Well it’s the Government, in the form of Department of the Environment, Food and Rural Affairs (DEFRA) who tell the EA what their aims are, and they state three key objectives:
- To ensure the conservation and maintain the diversity of freshwater fish, salmon, sea trout and
eels and to conserve their aquatic environment - To enhance the contribution salmon and freshwater fisheries make to the economy, particularly
in remote rural areas and in areas with low levels of income - To enhance the social value of fishing as a widely available and healthy form of recreation.
The Environment Agency doesn’t try to achieve these aims all by itself, it partners with a number of other organisations to deliver habitat improvement projects, to encourage more people to go fishing and to distribute grants to fishing related projects right round the country.

One of the highest profile ways that the EA spends rod licence money is through the Angling Improvement Fund which is administered by The Angling Trust.
In the 2016 to 2017 financial year the EA reinvested £670,000 of fishing licence money in 153 angling
improvement projects.. The vast majority of these projects were provided with grants of between £3000 – £5000 and went to local clubs and organisations to improve local fishing infrastructure, to train fishing coaches, to improve access to fishing for people with disabilities and to help combat predation by cormorants and otters. What’s more, the organisations involved provided matched funding of another £870,000. So in total it the fund generated over £1.5million worth of projects.
To find out more about how your club or organisation could apply for a grant from the Angling Improvement Fund, just click the link above.

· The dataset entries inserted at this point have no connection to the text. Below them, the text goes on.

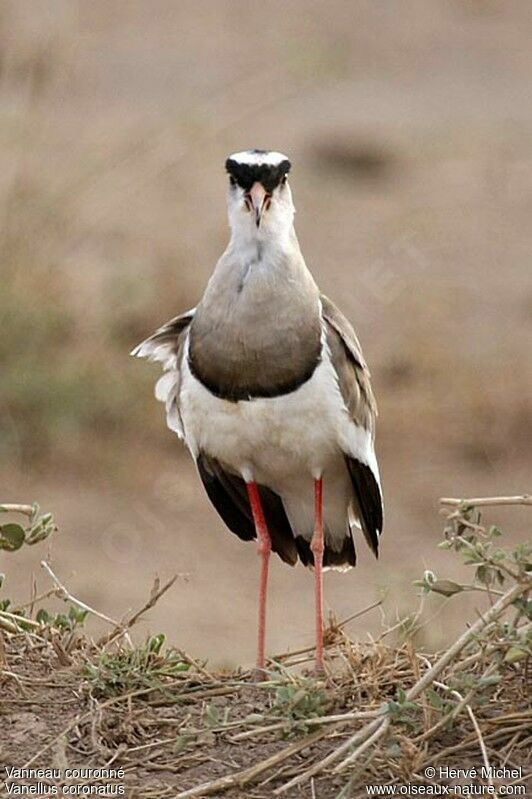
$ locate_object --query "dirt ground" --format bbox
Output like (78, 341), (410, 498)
(0, 0), (532, 665)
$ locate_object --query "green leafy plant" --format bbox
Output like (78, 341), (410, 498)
(83, 633), (190, 698)
(0, 503), (57, 552)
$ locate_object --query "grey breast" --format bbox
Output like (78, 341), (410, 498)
(189, 248), (321, 402)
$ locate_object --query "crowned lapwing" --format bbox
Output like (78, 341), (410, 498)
(133, 150), (383, 670)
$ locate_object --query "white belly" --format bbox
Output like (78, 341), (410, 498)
(175, 336), (378, 547)
(179, 340), (348, 482)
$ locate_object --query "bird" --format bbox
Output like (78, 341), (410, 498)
(132, 149), (383, 674)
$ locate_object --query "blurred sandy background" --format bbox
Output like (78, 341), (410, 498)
(0, 0), (532, 663)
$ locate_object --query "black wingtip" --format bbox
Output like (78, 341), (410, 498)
(345, 456), (384, 558)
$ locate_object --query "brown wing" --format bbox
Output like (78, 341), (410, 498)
(131, 308), (196, 369)
(321, 296), (383, 555)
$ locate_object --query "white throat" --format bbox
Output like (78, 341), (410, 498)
(228, 188), (295, 250)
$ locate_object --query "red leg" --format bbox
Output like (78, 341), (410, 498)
(246, 482), (272, 670)
(310, 477), (324, 672)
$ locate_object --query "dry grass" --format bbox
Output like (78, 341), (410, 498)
(0, 497), (532, 799)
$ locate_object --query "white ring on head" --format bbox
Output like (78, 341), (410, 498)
(229, 150), (290, 166)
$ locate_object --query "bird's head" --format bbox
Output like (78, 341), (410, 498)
(225, 150), (295, 237)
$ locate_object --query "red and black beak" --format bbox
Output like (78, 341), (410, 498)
(244, 181), (272, 227)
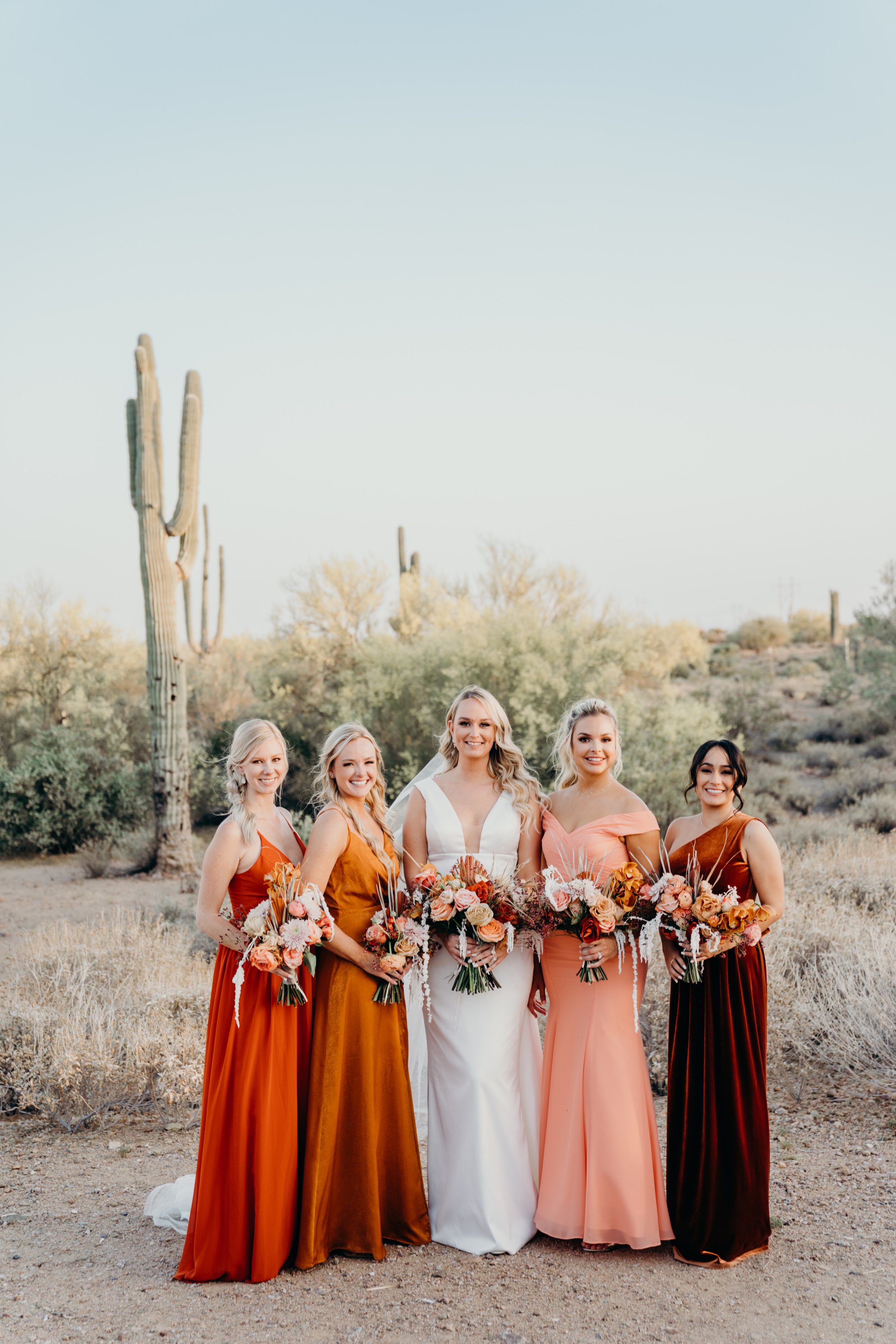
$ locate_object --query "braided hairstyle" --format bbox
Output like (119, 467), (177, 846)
(224, 719), (289, 844)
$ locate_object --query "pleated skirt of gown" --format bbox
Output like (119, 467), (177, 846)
(535, 934), (672, 1250)
(175, 948), (314, 1283)
(666, 945), (771, 1267)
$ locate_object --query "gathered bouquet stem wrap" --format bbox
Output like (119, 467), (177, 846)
(232, 862), (333, 1027)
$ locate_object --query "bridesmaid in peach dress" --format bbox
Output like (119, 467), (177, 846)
(533, 699), (673, 1250)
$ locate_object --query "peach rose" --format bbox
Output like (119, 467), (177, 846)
(692, 882), (721, 923)
(454, 887), (480, 910)
(430, 896), (454, 923)
(248, 944), (280, 971)
(476, 919), (505, 942)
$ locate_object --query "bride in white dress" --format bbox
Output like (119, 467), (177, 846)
(402, 686), (541, 1255)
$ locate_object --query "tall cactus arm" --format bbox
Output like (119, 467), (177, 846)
(181, 579), (203, 657)
(165, 370), (203, 545)
(128, 396), (137, 508)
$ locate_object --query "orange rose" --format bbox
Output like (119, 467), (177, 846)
(430, 896), (454, 923)
(476, 919), (505, 942)
(248, 944), (280, 971)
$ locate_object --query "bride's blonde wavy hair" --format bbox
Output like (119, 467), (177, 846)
(224, 719), (289, 844)
(551, 696), (622, 789)
(313, 723), (392, 869)
(439, 686), (541, 825)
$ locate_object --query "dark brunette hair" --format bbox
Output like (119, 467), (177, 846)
(685, 738), (747, 812)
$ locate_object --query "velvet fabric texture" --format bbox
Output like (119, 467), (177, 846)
(666, 815), (771, 1266)
(297, 831), (430, 1269)
(175, 836), (314, 1283)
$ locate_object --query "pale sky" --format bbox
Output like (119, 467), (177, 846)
(0, 0), (896, 633)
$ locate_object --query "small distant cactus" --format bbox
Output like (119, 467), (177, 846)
(128, 336), (207, 880)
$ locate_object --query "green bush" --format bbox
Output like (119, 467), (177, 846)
(0, 726), (152, 853)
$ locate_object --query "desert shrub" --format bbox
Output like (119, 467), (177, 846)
(764, 837), (896, 1075)
(0, 910), (211, 1128)
(0, 726), (152, 853)
(719, 677), (785, 749)
(849, 790), (896, 835)
(818, 663), (857, 704)
(616, 691), (721, 829)
(787, 607), (830, 644)
(732, 616), (790, 653)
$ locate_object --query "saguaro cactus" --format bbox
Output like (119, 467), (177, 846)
(184, 504), (224, 659)
(128, 336), (203, 878)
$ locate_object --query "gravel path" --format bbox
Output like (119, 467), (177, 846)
(0, 1093), (896, 1344)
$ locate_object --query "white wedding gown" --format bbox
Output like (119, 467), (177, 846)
(415, 778), (541, 1255)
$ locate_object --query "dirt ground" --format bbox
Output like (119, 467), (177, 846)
(0, 860), (896, 1344)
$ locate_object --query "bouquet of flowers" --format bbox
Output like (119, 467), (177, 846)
(541, 863), (657, 985)
(234, 863), (333, 1027)
(652, 869), (768, 985)
(364, 882), (430, 1004)
(414, 855), (521, 995)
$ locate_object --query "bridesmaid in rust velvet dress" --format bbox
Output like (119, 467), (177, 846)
(664, 739), (785, 1267)
(175, 719), (314, 1283)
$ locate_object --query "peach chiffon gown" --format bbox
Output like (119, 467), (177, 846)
(535, 809), (673, 1250)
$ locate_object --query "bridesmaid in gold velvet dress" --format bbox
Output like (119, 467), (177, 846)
(296, 723), (430, 1269)
(664, 739), (785, 1267)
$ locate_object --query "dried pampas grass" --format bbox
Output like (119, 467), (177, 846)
(0, 910), (212, 1129)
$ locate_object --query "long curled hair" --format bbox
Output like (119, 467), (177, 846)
(313, 723), (392, 868)
(551, 696), (622, 789)
(439, 686), (541, 825)
(224, 719), (289, 844)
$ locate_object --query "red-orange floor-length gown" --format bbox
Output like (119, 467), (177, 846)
(175, 835), (314, 1283)
(666, 813), (771, 1266)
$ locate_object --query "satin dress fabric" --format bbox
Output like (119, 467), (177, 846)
(666, 815), (771, 1267)
(297, 831), (430, 1269)
(175, 835), (314, 1283)
(416, 778), (541, 1255)
(535, 808), (672, 1250)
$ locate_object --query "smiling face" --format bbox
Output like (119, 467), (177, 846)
(571, 714), (619, 783)
(696, 747), (738, 809)
(329, 738), (377, 801)
(240, 738), (289, 797)
(449, 697), (497, 761)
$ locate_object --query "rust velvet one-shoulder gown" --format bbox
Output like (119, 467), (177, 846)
(175, 835), (314, 1283)
(666, 815), (771, 1266)
(296, 831), (430, 1269)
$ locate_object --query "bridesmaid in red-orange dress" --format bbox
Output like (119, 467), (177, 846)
(175, 719), (314, 1283)
(664, 739), (785, 1267)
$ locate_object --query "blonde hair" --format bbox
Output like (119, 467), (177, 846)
(313, 723), (392, 871)
(224, 719), (289, 844)
(551, 696), (622, 789)
(439, 686), (541, 825)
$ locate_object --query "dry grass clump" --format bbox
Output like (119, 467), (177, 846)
(766, 833), (896, 1074)
(0, 910), (211, 1129)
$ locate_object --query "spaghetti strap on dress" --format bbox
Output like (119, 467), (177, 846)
(666, 813), (771, 1266)
(175, 835), (314, 1283)
(535, 808), (672, 1250)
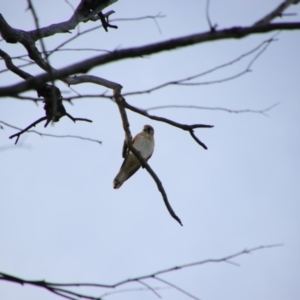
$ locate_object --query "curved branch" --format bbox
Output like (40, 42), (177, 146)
(0, 120), (102, 144)
(122, 98), (214, 150)
(0, 244), (282, 300)
(0, 22), (300, 97)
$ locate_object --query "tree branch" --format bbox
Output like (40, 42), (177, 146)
(0, 22), (300, 97)
(0, 244), (282, 300)
(254, 0), (299, 26)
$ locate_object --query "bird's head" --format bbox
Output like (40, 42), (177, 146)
(143, 125), (154, 136)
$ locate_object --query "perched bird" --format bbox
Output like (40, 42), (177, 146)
(113, 125), (154, 189)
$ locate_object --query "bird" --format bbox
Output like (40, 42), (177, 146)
(113, 125), (154, 189)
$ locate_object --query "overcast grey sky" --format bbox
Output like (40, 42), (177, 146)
(0, 0), (300, 300)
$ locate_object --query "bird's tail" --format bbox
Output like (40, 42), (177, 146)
(113, 170), (126, 189)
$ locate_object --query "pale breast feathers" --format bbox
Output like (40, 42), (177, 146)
(133, 134), (154, 159)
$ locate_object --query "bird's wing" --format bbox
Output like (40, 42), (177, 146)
(122, 139), (129, 158)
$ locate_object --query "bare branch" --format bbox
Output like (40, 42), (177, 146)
(205, 0), (217, 32)
(254, 0), (299, 26)
(145, 102), (279, 116)
(0, 21), (300, 96)
(114, 90), (182, 226)
(122, 98), (214, 150)
(0, 120), (102, 144)
(0, 244), (282, 300)
(154, 276), (200, 300)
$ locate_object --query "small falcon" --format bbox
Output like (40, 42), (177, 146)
(113, 125), (154, 189)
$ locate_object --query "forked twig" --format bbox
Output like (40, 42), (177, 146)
(0, 244), (282, 300)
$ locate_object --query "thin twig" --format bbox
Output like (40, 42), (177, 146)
(121, 99), (214, 150)
(154, 276), (201, 300)
(253, 0), (299, 26)
(0, 121), (102, 145)
(145, 102), (279, 116)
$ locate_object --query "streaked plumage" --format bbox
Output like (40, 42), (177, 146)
(113, 125), (154, 189)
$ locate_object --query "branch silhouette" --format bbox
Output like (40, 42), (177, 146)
(0, 244), (283, 300)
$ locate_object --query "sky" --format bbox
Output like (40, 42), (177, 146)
(0, 0), (300, 300)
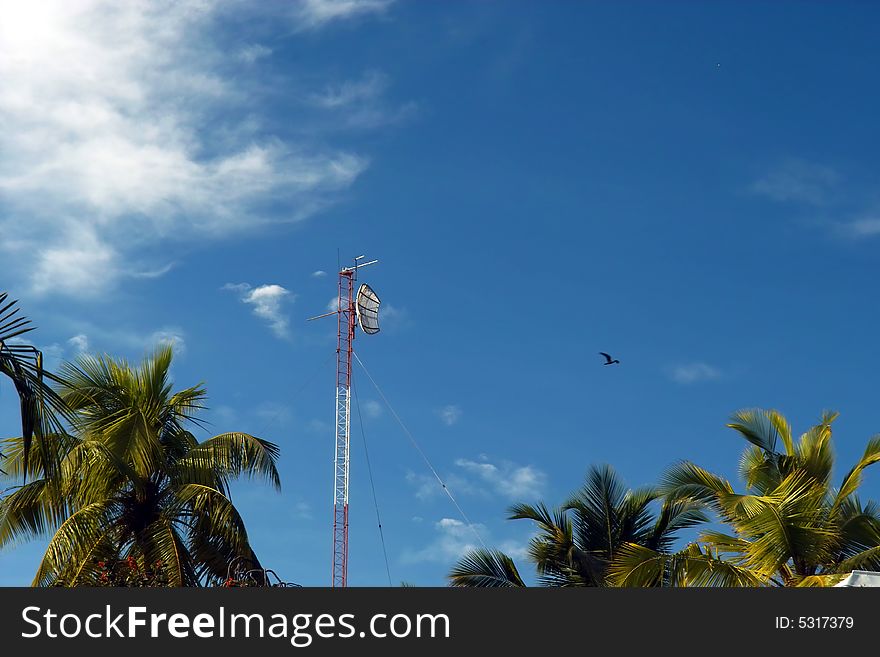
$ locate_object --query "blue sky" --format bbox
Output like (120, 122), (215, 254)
(0, 0), (880, 586)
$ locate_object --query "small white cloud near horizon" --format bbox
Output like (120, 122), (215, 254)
(148, 329), (186, 356)
(361, 399), (384, 419)
(235, 43), (272, 64)
(67, 333), (89, 354)
(309, 71), (388, 109)
(400, 518), (488, 564)
(751, 159), (840, 205)
(670, 362), (721, 385)
(294, 0), (394, 31)
(221, 283), (296, 338)
(455, 458), (547, 500)
(406, 455), (547, 501)
(437, 404), (462, 427)
(838, 217), (880, 239)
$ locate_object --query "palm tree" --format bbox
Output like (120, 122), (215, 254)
(449, 466), (705, 587)
(0, 346), (280, 586)
(610, 410), (880, 586)
(0, 292), (66, 473)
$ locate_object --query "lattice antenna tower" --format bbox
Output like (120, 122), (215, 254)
(309, 255), (381, 588)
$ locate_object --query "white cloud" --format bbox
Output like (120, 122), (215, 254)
(254, 402), (293, 429)
(455, 459), (547, 500)
(293, 500), (312, 520)
(310, 71), (388, 109)
(223, 283), (295, 338)
(67, 333), (89, 353)
(0, 0), (370, 297)
(235, 43), (272, 64)
(840, 217), (880, 239)
(129, 262), (174, 278)
(147, 329), (186, 356)
(308, 71), (418, 129)
(670, 362), (721, 385)
(406, 455), (547, 501)
(437, 404), (461, 427)
(752, 159), (840, 205)
(362, 399), (383, 418)
(294, 0), (394, 30)
(401, 518), (488, 564)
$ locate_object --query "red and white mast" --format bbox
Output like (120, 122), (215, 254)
(331, 266), (357, 588)
(310, 256), (379, 588)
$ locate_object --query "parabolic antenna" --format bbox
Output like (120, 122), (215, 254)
(355, 283), (381, 335)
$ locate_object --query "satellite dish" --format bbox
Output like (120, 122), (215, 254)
(355, 283), (381, 335)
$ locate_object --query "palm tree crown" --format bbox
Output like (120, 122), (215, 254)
(611, 410), (880, 586)
(449, 466), (705, 587)
(0, 346), (280, 586)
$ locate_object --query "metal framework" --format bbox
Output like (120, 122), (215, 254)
(331, 267), (357, 588)
(324, 256), (379, 588)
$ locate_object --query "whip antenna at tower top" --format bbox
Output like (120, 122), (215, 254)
(309, 255), (381, 587)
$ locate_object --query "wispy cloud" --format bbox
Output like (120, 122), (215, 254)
(223, 283), (295, 338)
(50, 318), (186, 357)
(67, 333), (89, 353)
(455, 458), (547, 500)
(838, 217), (880, 239)
(308, 70), (418, 129)
(400, 518), (488, 564)
(437, 404), (461, 427)
(235, 43), (272, 64)
(310, 71), (388, 109)
(361, 399), (384, 419)
(147, 329), (186, 356)
(0, 0), (368, 297)
(294, 0), (394, 30)
(129, 262), (174, 278)
(406, 455), (547, 501)
(751, 159), (840, 205)
(669, 362), (721, 385)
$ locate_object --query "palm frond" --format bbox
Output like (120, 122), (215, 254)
(449, 548), (525, 588)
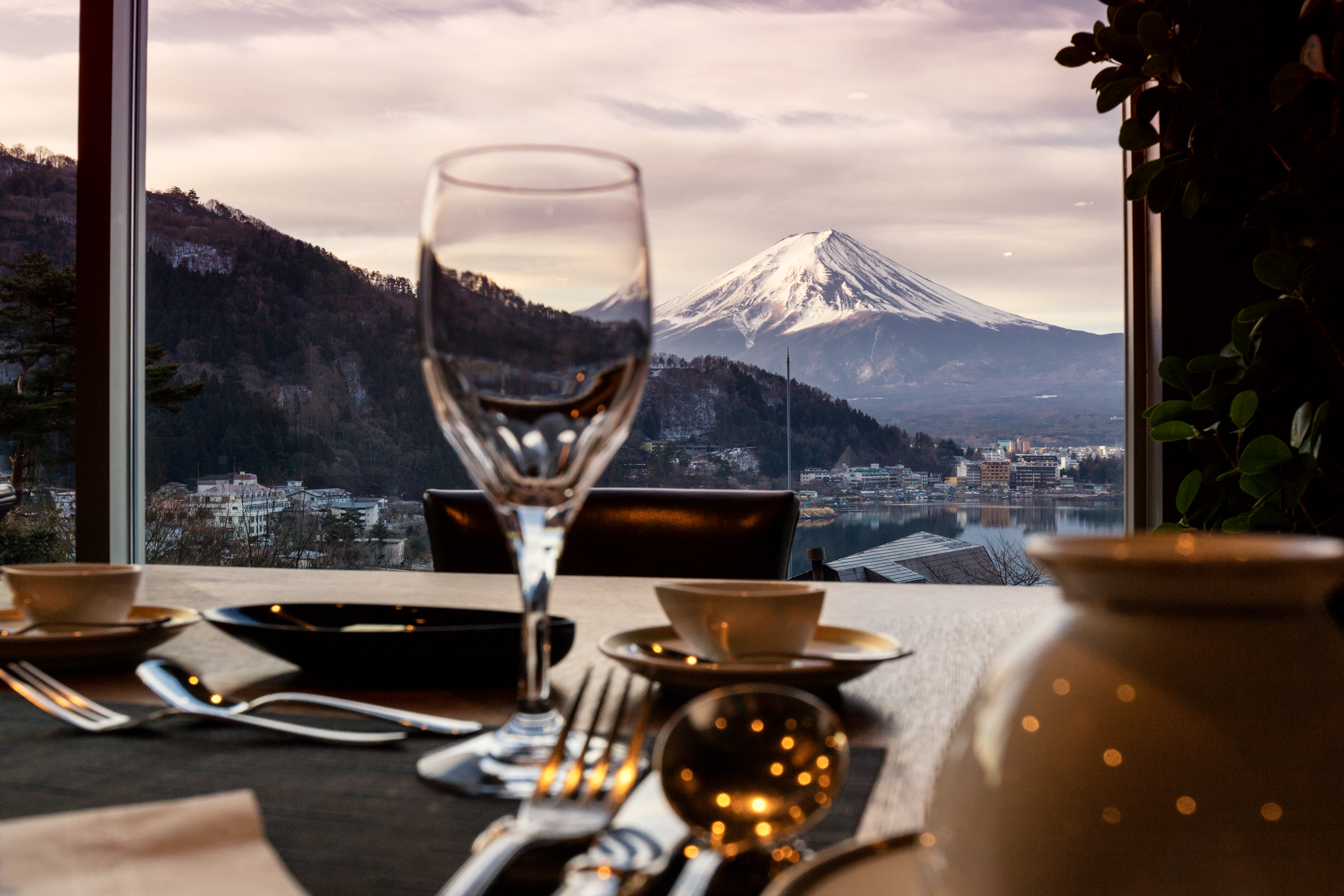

So why not take half an hour and actually have a read of the report. After all if you are an angler, then you have contributed some of your own hard earned cash by buying a rod licence, so don’t you think you should know where it all goes ?
Next time we’ll take a closer look at how rod licence money is used to try to improve and restore the fishing on rivers throughout the country.
why is it that you dont have to buy a licence if you live in scotland and does any of the money from the sale of rod licences in the uk go towards helping fish stocks in scotland. yours sincerely barry armstrong
Hi Barry, The Environment Agency do not have any jurisdiction in Scotland and none of the rod licence money is spent North of the Border.